We can only imagine what the world could have been apart from our rebellion.
And yet I marvel, marvel at what is, because someone identified a need and tried to meet it, even with all the risk and resistance our current age presents.
While we may not start a new business or organization, invent a new product or service, or discover how to meet an unmet need, we are all called to summon the primordial urge to be entrepreneurial, that is to make something of this world and make it better. That yearning is embedded in every human being made in the image of God. We affirm it when we pray the Lord’s prayer, “Thy kingdom come, Thy will be done, on earth as it is in heaven.” When we identify a legitimate need, discover a way to fill it with something good, and act, we express that primordial impulse not only to make something of this world, but to rule and take back territory usurped by Satan and claim it as God’s kingdom domain whether it turns into an enterprise or not.
And make no mistake; entrepreneurship is a cosmic battle that requires courage and tenacity whether you’re launching a start-up business, founding a non-profit, planting a church, or managing a family. Failure is a distinct possibility in our fallen world. But there is something far worse than failure.
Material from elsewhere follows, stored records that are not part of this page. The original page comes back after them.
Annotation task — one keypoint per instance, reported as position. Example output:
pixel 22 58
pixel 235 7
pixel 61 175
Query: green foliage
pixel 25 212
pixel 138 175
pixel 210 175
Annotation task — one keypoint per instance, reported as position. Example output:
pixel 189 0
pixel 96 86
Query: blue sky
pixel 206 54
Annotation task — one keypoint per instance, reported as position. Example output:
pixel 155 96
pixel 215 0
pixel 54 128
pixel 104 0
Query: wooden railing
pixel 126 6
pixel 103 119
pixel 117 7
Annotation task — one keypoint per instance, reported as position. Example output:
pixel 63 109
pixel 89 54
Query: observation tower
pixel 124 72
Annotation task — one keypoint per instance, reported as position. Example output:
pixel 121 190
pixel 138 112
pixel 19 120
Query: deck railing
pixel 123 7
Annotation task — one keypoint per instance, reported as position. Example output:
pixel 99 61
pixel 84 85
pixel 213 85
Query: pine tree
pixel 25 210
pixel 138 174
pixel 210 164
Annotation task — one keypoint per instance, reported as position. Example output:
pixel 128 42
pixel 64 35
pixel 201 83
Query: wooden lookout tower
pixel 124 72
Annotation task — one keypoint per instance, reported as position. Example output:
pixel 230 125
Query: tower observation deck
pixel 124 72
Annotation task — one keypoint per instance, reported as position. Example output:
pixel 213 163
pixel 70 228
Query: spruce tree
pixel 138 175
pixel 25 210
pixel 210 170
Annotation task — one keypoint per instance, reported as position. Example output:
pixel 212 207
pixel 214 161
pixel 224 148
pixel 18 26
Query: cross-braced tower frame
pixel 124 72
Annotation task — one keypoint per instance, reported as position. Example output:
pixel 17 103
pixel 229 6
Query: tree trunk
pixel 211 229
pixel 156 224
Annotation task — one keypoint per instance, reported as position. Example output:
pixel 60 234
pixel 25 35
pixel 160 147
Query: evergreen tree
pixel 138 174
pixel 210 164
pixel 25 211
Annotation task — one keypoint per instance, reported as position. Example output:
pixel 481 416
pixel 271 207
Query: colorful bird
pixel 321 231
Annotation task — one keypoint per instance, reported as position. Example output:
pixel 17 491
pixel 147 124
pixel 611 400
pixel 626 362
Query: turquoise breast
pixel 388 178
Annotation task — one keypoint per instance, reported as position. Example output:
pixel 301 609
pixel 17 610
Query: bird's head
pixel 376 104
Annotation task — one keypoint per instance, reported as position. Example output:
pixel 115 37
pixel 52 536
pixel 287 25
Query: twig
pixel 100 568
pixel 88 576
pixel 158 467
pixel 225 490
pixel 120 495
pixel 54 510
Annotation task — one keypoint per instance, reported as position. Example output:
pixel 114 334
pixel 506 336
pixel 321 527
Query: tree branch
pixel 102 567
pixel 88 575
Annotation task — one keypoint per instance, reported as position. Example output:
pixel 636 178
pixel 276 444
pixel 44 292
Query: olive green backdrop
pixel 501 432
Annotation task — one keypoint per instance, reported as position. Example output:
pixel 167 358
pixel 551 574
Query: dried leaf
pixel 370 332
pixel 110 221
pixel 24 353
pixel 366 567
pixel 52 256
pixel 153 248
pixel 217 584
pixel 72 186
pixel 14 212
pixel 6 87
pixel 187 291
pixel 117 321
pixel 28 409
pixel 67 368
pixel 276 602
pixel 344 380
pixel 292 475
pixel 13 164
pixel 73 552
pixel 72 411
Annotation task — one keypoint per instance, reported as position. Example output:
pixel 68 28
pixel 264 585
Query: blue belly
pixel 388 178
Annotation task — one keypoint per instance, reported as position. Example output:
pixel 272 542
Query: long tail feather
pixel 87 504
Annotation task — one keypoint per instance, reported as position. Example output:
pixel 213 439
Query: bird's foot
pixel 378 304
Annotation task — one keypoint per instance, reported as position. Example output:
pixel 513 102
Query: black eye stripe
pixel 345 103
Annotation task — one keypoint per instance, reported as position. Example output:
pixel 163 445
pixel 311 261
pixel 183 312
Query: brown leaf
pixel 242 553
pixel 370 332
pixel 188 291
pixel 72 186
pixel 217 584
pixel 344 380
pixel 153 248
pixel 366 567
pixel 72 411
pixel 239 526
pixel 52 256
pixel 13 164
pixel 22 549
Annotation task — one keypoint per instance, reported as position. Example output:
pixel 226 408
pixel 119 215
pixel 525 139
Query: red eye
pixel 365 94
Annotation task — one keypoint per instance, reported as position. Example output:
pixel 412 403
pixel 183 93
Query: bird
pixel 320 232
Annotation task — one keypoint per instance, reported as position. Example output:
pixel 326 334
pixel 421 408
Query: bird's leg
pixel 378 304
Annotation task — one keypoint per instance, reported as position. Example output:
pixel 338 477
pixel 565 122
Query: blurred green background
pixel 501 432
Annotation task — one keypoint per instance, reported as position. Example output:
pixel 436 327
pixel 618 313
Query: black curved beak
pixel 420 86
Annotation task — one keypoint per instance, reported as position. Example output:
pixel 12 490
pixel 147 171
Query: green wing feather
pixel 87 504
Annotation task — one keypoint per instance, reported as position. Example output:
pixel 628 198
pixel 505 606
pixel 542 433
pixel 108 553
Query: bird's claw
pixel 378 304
That’s resisting when you are called.
Anyone, then, who knows the good he ought to do and doesn’t do it, sins. (James 4:17)
Questions to Consider
Have you ever thought of yourself as an entrepreneur?
What ideas have you had about a new product, way of doing something, a service to provide, a problem to solve, a need to fulfill?
What has kept you from acting to make something happen?
What’s your biggest fear?
If it’s true that God calls and gifts us to make the world into a better, richer, fuller place, and Ephesians 3:20 is true, what are you waiting for?